Noah Lyles at the Tokyo Olympics

Noah Lyles at the Tokyo Olympics (© Getty Images)

Noah Lyles has already succinctly previewed the men’s 100m at the Paris 2024 Olympic Games. Asked after his London Diamond League win on 20 July what could be expected of him at the Games, he replied: “I’m going to win. It’s what I always do.”

The 27-year-old from Gainesville, Florida, who secured a third consecutive world 200m title last year as well as a first over 100m, has been talking for a year about the possibility – or should that be probability? – of winning four golds in Paris, thus emulating his illustrious United States forebears Jesse Owens and Carl Lewis, who achieved that feat at a single Games in, respectively, 1936 and 1984.

For this natural-born 200m runner the 100m is the event he has worked to master, and it offers him the possibility of earning the first of his four prospective golden moments in the French capital.

At last month’s US trials in Eugene, he won the 100m in 9.83, equalling his personal best. Having skipped the Monaco Diamond League meeting on 12 July, Lyles demonstrated that he is still right where he needs to be in winning over 100m in front of a sell-out 60,000 crowd in London in a PB of 9.81.

But for all Lyles’ boundless confidence, the 100m is far from being a foregone conclusion.

At the US trials he was chased home by the man who claimed Olympic 200m silver ahead of him in Tokyo, Kenny Bednarek, who was second in a PB of 9.87, with third place going to 2022 world champion Fred Kerley, who ran a season’s best of 9.88.

Lyles also faces strong challenges from the two men above him on this year’s world top list, Jamaica’s Kishane Thompson and Ferdinand Omanyala of Kenya, and the man one place below him, Jamaica’s Oblique Seville.

Omanyala, the Commonwealth champion, topped the season’s list with his time of 9.79 in the high altitude of his home capital Nairobi. He was shifted down to second place on 28 June, however, when Thompson, a relatively unheralded sprinter who trains at the MVP club under the guidance of Stephen Francis, produced successive personal bests of 9.82 and 9.84 in the heats and semifinals at the Jamaican trials before winning the title in 9.77, the fastest time recorded in the world since 2022.

Seville claimed second in 9.82, matching his personal best to take up fourth place in this year’s top list, while Ackeem Blake finished third in 9.92.

Thompson, who turned 23 on 17 July, followed up his trials performance by winning at the Istvan Gyulai Memorial meeting in 9.91 from two sprinters who will also figure large in Paris: Botswana’s 21-year-old world silver medallist Letsile Tebogo, who clocked 9.99, and Akani Simbine of South Africa, who recorded 10.01.
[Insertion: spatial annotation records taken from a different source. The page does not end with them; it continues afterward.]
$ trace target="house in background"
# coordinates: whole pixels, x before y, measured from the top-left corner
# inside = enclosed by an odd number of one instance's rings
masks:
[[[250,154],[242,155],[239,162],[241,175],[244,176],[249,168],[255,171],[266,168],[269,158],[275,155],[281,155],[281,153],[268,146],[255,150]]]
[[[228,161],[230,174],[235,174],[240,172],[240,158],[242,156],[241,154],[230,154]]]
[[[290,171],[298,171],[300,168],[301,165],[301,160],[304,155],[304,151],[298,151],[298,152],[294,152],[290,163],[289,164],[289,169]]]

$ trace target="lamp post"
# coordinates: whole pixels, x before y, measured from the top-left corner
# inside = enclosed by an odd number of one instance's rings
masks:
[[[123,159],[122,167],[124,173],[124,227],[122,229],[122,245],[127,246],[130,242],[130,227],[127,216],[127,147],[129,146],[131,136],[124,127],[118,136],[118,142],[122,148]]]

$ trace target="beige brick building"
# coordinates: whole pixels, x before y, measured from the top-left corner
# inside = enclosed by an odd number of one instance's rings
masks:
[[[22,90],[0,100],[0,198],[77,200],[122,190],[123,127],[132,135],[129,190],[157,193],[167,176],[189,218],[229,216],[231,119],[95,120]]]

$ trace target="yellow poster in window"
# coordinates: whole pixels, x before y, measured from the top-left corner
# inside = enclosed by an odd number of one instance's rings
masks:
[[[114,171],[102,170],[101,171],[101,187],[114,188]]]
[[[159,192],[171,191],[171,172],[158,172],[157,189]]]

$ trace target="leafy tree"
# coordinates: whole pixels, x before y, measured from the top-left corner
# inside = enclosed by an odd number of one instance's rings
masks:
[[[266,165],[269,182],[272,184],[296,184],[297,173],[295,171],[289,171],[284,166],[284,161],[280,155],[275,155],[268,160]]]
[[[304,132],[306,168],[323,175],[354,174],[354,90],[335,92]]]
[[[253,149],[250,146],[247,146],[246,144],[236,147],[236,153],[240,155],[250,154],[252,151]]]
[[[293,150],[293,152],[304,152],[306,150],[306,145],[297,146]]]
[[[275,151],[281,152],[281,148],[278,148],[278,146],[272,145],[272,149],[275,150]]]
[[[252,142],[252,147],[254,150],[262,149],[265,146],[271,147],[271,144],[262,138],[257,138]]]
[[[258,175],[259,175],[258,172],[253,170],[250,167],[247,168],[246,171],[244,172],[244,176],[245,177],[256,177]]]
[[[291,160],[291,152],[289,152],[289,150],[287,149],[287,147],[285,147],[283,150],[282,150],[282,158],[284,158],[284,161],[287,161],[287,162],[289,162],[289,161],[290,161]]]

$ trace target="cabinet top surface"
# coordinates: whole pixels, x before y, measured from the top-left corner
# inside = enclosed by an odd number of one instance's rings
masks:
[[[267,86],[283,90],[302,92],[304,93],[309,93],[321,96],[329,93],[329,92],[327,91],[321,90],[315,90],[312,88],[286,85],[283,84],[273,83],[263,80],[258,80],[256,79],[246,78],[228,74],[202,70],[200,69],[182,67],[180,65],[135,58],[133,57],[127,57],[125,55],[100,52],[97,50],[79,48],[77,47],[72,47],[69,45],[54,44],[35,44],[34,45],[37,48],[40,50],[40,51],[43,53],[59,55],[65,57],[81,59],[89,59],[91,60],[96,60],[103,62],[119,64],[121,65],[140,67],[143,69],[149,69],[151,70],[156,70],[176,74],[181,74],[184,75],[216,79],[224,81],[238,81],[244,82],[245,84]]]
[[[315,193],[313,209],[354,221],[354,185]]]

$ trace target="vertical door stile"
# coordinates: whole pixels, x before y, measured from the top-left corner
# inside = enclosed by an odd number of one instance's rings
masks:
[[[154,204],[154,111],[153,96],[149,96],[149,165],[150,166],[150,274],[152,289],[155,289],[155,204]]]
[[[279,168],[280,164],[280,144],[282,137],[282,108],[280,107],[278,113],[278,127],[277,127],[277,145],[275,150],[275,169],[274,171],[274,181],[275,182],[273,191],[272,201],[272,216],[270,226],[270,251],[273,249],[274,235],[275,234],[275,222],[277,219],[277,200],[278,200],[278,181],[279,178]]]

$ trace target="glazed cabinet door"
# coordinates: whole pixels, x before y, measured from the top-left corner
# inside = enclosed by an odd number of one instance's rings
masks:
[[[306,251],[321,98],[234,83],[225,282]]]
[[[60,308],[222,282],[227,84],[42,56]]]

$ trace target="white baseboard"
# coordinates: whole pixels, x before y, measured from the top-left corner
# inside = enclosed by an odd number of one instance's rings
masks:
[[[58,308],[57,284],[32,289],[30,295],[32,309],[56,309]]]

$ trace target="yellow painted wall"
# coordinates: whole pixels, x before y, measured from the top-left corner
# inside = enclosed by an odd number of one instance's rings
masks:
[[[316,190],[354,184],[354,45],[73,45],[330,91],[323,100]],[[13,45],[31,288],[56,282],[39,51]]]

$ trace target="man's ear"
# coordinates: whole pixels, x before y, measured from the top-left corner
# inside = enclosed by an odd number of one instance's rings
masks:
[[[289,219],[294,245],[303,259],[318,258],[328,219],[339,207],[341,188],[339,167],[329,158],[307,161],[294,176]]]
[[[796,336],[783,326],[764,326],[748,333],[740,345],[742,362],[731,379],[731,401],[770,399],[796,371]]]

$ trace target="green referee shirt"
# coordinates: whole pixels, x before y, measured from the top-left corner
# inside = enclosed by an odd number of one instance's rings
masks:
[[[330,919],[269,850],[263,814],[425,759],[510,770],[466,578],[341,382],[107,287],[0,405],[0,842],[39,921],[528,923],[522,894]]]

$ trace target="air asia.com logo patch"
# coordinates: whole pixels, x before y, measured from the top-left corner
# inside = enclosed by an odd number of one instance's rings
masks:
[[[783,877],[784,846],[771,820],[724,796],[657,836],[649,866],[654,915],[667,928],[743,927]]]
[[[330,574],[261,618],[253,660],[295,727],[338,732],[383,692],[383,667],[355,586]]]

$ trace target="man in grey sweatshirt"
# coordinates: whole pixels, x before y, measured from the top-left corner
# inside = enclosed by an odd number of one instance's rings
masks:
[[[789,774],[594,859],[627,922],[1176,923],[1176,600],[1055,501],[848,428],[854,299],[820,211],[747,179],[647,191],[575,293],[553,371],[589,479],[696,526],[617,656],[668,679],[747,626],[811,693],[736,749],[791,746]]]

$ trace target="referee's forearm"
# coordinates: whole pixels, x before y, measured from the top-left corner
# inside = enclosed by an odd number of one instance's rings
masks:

The latter pair confirmed their form at the London Diamond League as they followed Lyles home, with Simbine finishing second in a season’s best of 9.86 that puts him equal fifth in this season’s listings, and Tebogo equalling the national record of 9.88 he set when earning silver in Budapest.

Also to be factored into the medal equation is the man who has equalled Simbine’s time this season, his 20-year-old compatriot Benjamin Richardson.

Since earning a surprise victory in this event at the Tokyo Olympics, Italy’s Marcell Jacobs has struggled to find similar form amid numerous injuries. But his retention of the European title in Rome last month in 10.02 indicated that he was getting back into the zone.

His victory at the World Athletics Continental Tour Gold meeting in Turku on 18 June offered further encouragement for Italian fans as he produced a winning time of 9.92, the third fastest of his career and his quickest since 2021.

He was followed home by two other Paris contenders in fellow Italian and European silver medallist Chituru Ali, who ran his first sub-10 in clocking 9.96, and Canada’s 29-year-old Olympic 200m champion Andre De Grasse, who recorded a season’s best of 10.00.

Britain, meanwhile, will be looking to 22-year-old Louie Hinchliffe, coached by multiple Olympic champion Carl Lewis, who won this year’s NCAA title in 9.95 before taking first place in the chilly, rainswept British trials in 10.18.

There will be British expectations too for world bronze medallist Zharnel Hughes, who was given an exemption from the national trials after injuring a hamstring competing in Jamaica, and for 23-year-old Jeremiah Azu, who won European bronze two years ago.